Ca+2 and sperm hyperactivation
There are several chemical factors known to induce the sperm hyperactivation. It is well known the great influence of Ca2+ ions on the induction of sperm hyperactivation. An increased concentration of Ca2+ ions in the sperm tail is necessary for hyperactivation to happen. The transportation of Ca2+ into the sperm cell is provided by specific ion channels incorporated in the sperm cell membrane. There are various types of ion channels known to allow specifically the Ca2+ cations to transport into the sperm cell; the most familiar type of such channels is the CatSper ion channel. Calcium cations received through this kind of channels interacts in the signalling cascade resulting in the sperm hyperactivation (Pic. 2). The complete or partial absence of single or multiple Ca2+ channels is responsible for infertility or subfertility. Regarding the very close relationship of sperm hyperactivation and sperm capacitation, it is worth mentioning that the specific protein modulation (tyrosine phosphorylation) associated with sperm capacitation was observed to happen in the sperm tail, so it is obvious, that it has an influence on the sperm cell hyperactivation.

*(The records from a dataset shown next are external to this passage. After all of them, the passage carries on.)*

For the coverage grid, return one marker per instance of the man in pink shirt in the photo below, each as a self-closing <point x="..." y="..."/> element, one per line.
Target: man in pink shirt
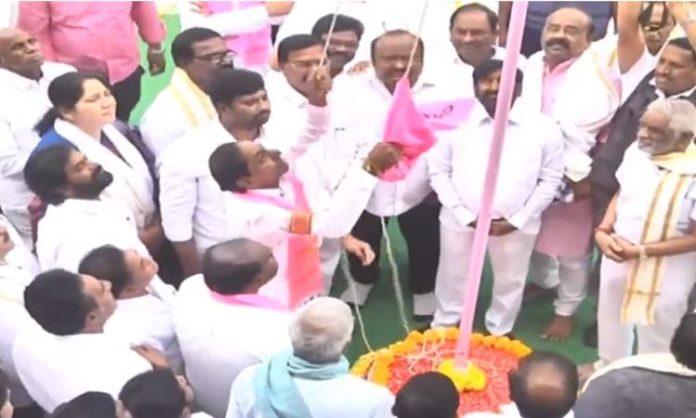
<point x="99" y="36"/>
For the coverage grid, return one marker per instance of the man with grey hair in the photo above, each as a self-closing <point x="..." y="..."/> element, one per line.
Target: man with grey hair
<point x="648" y="236"/>
<point x="312" y="380"/>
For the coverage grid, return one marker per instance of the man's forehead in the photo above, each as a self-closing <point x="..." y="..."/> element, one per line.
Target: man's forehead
<point x="570" y="17"/>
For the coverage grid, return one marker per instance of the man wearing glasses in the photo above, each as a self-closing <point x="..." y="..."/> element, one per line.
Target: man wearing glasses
<point x="184" y="104"/>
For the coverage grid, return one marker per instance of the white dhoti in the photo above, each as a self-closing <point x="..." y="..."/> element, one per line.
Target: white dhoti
<point x="329" y="255"/>
<point x="615" y="338"/>
<point x="509" y="255"/>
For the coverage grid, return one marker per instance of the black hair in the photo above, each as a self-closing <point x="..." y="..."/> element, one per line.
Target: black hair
<point x="295" y="43"/>
<point x="683" y="43"/>
<point x="683" y="345"/>
<point x="429" y="394"/>
<point x="87" y="405"/>
<point x="230" y="83"/>
<point x="476" y="7"/>
<point x="153" y="394"/>
<point x="64" y="92"/>
<point x="397" y="32"/>
<point x="491" y="65"/>
<point x="182" y="46"/>
<point x="528" y="404"/>
<point x="107" y="263"/>
<point x="45" y="174"/>
<point x="591" y="29"/>
<point x="230" y="267"/>
<point x="228" y="166"/>
<point x="343" y="23"/>
<point x="56" y="300"/>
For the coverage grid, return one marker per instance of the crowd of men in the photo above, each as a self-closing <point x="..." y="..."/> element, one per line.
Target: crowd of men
<point x="152" y="270"/>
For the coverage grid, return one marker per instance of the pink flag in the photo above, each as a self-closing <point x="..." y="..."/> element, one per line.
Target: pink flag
<point x="407" y="127"/>
<point x="446" y="115"/>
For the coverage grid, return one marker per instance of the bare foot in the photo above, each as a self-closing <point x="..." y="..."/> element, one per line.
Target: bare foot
<point x="559" y="329"/>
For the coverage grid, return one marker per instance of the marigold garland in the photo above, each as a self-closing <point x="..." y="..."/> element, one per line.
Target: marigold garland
<point x="483" y="385"/>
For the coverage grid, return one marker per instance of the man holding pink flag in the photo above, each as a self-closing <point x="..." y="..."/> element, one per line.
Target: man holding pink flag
<point x="359" y="116"/>
<point x="529" y="178"/>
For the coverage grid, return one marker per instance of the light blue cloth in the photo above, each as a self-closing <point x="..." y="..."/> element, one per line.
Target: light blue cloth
<point x="275" y="391"/>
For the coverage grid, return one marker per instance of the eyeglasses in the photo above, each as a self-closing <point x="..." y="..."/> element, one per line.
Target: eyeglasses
<point x="217" y="57"/>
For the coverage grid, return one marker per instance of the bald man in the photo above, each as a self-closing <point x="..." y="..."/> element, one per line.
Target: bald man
<point x="569" y="82"/>
<point x="24" y="80"/>
<point x="545" y="385"/>
<point x="223" y="325"/>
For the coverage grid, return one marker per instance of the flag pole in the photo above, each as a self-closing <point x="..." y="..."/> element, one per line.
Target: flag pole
<point x="483" y="222"/>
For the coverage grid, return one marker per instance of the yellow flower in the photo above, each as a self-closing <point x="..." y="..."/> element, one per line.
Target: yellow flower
<point x="470" y="379"/>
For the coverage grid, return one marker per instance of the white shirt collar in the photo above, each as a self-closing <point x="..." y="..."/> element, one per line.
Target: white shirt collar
<point x="661" y="94"/>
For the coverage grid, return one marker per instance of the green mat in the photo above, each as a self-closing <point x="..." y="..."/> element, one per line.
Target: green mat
<point x="380" y="314"/>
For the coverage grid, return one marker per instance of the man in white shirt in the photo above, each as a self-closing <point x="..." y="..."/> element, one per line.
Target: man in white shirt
<point x="75" y="356"/>
<point x="473" y="36"/>
<point x="159" y="393"/>
<point x="140" y="318"/>
<point x="77" y="220"/>
<point x="17" y="269"/>
<point x="530" y="175"/>
<point x="312" y="380"/>
<point x="221" y="322"/>
<point x="344" y="42"/>
<point x="360" y="111"/>
<point x="190" y="199"/>
<point x="569" y="82"/>
<point x="24" y="77"/>
<point x="184" y="104"/>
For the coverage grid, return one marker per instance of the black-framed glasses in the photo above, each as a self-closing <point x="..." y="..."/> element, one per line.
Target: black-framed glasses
<point x="217" y="57"/>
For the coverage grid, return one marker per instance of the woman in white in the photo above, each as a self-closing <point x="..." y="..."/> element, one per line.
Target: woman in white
<point x="84" y="116"/>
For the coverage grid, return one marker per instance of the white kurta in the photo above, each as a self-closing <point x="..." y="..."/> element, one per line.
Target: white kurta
<point x="18" y="116"/>
<point x="56" y="369"/>
<point x="146" y="320"/>
<point x="530" y="175"/>
<point x="219" y="340"/>
<point x="345" y="396"/>
<point x="359" y="115"/>
<point x="69" y="231"/>
<point x="178" y="109"/>
<point x="638" y="178"/>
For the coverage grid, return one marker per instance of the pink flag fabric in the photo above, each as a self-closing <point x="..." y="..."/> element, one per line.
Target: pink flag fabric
<point x="407" y="127"/>
<point x="446" y="115"/>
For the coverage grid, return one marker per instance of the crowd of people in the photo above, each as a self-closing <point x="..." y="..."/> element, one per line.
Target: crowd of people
<point x="182" y="266"/>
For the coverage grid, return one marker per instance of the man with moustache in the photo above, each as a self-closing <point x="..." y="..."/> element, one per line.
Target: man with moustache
<point x="191" y="201"/>
<point x="77" y="220"/>
<point x="568" y="82"/>
<point x="344" y="43"/>
<point x="530" y="176"/>
<point x="360" y="108"/>
<point x="24" y="77"/>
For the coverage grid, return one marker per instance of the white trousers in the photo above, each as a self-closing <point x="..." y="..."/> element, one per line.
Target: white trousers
<point x="509" y="255"/>
<point x="615" y="338"/>
<point x="569" y="273"/>
<point x="329" y="255"/>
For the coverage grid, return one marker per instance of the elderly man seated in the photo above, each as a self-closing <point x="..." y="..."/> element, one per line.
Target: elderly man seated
<point x="313" y="379"/>
<point x="647" y="385"/>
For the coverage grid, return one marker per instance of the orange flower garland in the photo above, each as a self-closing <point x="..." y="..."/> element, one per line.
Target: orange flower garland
<point x="483" y="385"/>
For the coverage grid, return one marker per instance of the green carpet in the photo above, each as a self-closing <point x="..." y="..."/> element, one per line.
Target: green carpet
<point x="381" y="317"/>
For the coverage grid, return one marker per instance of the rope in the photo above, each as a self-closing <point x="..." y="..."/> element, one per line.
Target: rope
<point x="328" y="35"/>
<point x="401" y="306"/>
<point x="345" y="269"/>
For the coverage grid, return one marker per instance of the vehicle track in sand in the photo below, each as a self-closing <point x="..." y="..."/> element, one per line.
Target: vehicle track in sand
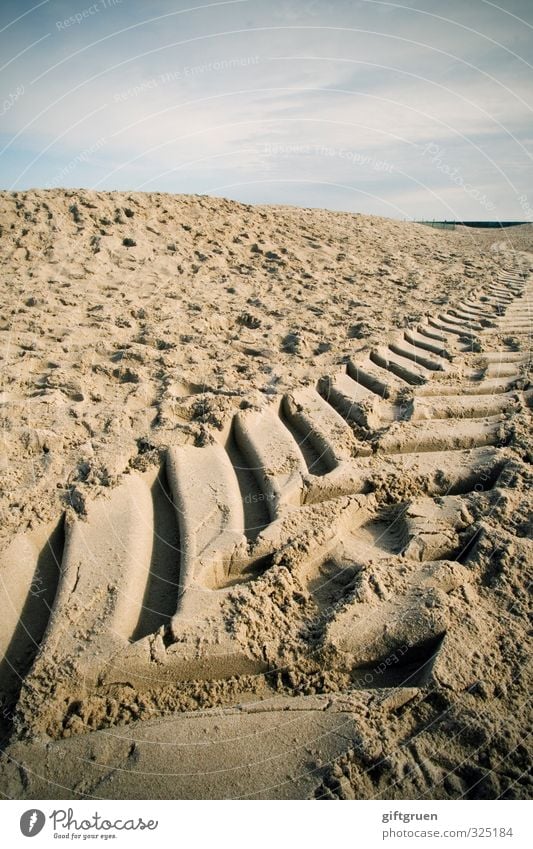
<point x="327" y="531"/>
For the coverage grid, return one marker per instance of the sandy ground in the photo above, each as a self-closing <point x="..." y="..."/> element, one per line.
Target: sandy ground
<point x="265" y="525"/>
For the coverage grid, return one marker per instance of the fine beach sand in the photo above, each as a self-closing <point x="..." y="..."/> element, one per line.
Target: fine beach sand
<point x="264" y="502"/>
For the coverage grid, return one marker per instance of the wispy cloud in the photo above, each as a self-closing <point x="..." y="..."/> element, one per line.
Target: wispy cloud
<point x="293" y="101"/>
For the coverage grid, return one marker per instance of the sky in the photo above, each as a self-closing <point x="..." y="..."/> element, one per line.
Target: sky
<point x="412" y="110"/>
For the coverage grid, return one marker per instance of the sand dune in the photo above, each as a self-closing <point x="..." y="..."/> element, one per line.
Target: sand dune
<point x="265" y="481"/>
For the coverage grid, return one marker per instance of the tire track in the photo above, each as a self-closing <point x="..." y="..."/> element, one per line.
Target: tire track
<point x="142" y="583"/>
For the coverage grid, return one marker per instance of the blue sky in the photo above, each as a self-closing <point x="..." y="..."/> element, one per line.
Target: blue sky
<point x="409" y="110"/>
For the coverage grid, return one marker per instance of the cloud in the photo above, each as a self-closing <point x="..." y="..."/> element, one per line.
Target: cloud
<point x="290" y="100"/>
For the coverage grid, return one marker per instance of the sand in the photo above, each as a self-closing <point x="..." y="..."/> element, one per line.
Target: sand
<point x="265" y="514"/>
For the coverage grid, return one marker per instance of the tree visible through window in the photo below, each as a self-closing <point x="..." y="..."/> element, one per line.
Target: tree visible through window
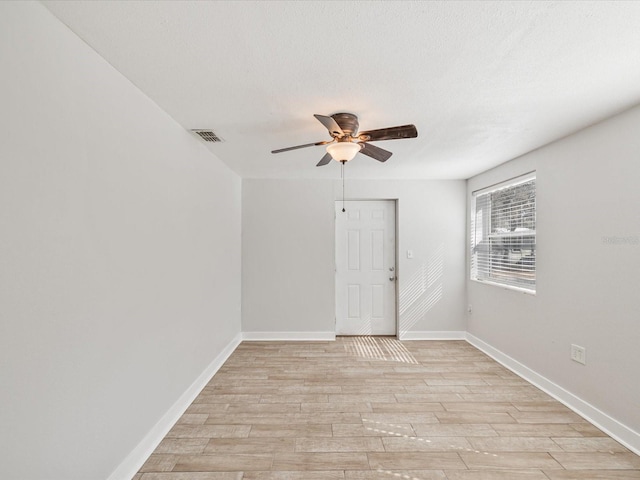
<point x="503" y="234"/>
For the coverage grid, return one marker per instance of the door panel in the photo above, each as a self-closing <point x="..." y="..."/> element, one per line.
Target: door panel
<point x="365" y="268"/>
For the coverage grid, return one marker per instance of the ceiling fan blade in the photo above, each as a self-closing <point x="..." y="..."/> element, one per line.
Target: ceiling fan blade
<point x="324" y="160"/>
<point x="331" y="125"/>
<point x="377" y="153"/>
<point x="390" y="133"/>
<point x="299" y="146"/>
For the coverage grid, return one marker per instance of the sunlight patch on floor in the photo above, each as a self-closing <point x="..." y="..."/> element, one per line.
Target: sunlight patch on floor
<point x="379" y="348"/>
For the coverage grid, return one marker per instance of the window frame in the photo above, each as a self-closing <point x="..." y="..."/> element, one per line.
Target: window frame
<point x="486" y="227"/>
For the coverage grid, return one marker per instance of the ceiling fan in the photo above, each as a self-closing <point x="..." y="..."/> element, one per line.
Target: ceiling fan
<point x="346" y="142"/>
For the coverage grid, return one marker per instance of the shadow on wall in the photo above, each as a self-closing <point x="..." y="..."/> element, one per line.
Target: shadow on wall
<point x="422" y="291"/>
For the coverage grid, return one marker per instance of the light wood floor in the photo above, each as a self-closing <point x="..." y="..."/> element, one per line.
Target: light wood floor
<point x="365" y="408"/>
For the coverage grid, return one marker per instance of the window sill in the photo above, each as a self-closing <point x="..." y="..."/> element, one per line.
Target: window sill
<point x="505" y="287"/>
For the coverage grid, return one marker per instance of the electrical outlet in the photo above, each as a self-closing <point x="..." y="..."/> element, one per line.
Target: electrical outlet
<point x="579" y="354"/>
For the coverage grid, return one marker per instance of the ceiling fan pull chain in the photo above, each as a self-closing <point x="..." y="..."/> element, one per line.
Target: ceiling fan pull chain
<point x="342" y="175"/>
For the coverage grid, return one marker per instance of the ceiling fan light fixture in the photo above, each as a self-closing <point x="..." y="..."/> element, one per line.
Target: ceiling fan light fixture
<point x="343" y="151"/>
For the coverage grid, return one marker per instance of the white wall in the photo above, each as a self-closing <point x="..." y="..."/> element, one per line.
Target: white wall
<point x="119" y="256"/>
<point x="587" y="288"/>
<point x="288" y="253"/>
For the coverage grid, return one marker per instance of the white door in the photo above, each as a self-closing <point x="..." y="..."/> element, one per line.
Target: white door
<point x="366" y="268"/>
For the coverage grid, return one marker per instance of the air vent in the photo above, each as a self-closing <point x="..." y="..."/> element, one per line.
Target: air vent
<point x="208" y="136"/>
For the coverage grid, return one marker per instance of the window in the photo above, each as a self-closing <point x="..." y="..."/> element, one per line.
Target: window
<point x="503" y="234"/>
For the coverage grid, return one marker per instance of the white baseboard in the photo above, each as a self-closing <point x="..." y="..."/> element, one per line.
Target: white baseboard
<point x="130" y="466"/>
<point x="432" y="335"/>
<point x="623" y="434"/>
<point x="289" y="336"/>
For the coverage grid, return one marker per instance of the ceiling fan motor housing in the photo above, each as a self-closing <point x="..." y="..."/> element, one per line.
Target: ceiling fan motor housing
<point x="348" y="122"/>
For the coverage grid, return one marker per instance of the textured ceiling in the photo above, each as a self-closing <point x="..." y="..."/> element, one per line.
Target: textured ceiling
<point x="483" y="82"/>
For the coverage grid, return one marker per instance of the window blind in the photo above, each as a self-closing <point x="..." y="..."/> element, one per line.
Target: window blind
<point x="503" y="234"/>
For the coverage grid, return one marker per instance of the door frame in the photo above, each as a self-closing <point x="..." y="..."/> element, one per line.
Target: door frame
<point x="396" y="234"/>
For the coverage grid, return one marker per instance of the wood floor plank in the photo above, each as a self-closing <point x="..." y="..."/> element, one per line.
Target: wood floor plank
<point x="425" y="410"/>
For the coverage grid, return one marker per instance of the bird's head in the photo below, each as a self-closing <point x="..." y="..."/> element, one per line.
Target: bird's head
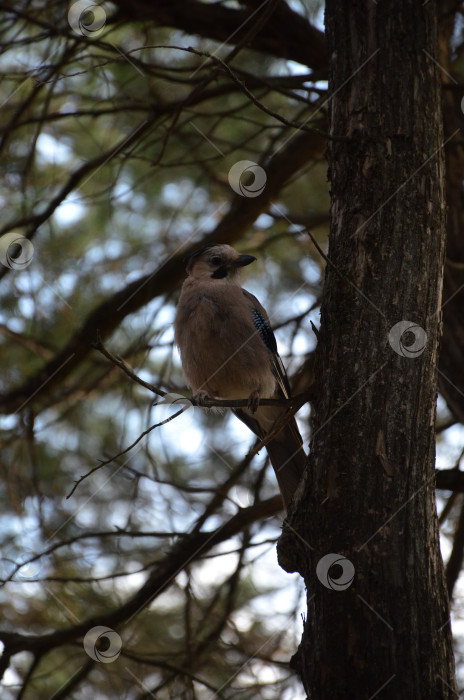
<point x="217" y="262"/>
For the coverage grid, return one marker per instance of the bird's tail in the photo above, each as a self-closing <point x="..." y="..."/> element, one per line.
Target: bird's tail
<point x="285" y="450"/>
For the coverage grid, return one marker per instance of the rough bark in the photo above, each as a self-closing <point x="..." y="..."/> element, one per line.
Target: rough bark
<point x="369" y="492"/>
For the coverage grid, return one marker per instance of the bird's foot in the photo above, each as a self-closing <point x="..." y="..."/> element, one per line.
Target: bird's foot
<point x="199" y="396"/>
<point x="253" y="401"/>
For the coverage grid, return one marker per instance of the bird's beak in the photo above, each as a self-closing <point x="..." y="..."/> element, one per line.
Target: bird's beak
<point x="243" y="260"/>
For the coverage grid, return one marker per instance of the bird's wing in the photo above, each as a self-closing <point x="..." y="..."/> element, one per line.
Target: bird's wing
<point x="263" y="326"/>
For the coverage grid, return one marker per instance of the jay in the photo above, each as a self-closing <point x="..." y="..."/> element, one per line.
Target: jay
<point x="228" y="351"/>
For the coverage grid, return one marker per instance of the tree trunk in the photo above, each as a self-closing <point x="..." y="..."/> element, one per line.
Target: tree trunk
<point x="368" y="498"/>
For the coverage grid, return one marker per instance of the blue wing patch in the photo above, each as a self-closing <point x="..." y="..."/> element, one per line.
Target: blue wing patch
<point x="264" y="330"/>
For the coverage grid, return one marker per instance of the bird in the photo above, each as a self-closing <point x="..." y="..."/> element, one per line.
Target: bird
<point x="228" y="351"/>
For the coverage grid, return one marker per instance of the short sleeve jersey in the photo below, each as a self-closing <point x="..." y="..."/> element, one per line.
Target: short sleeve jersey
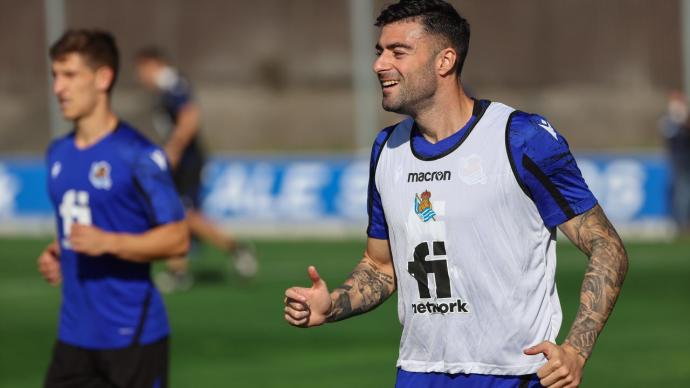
<point x="120" y="184"/>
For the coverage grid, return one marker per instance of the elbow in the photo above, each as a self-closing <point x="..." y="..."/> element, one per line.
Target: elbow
<point x="181" y="242"/>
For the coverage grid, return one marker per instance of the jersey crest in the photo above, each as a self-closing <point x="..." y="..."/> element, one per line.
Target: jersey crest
<point x="423" y="207"/>
<point x="100" y="175"/>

The sperm hyperactivation is a condition requiring an increased supply of energy. One of the energy resources in a cell is glucose. The main pathway of glucose utilization is represented by glycolysis occurring in the intracellular fluid called cytosol, both in somatic and sperm cells. A great part of energy is also provided by mitochondria, specific organelle that can be found in the neck of sperm cell and it is often called as „the cellular power plant “. Main substrates to process in mitochondria are pyruvate and lactate, the products of glycolysis (Pic. 3)These two substances can be found in high concentrations, along with glucose, in oviductal fluid. The disruption of proper energetic metabolism can lead to a male infertility. Therefore, new strategies for treatment of such disruptions in cell energetic metabolism are under investigation.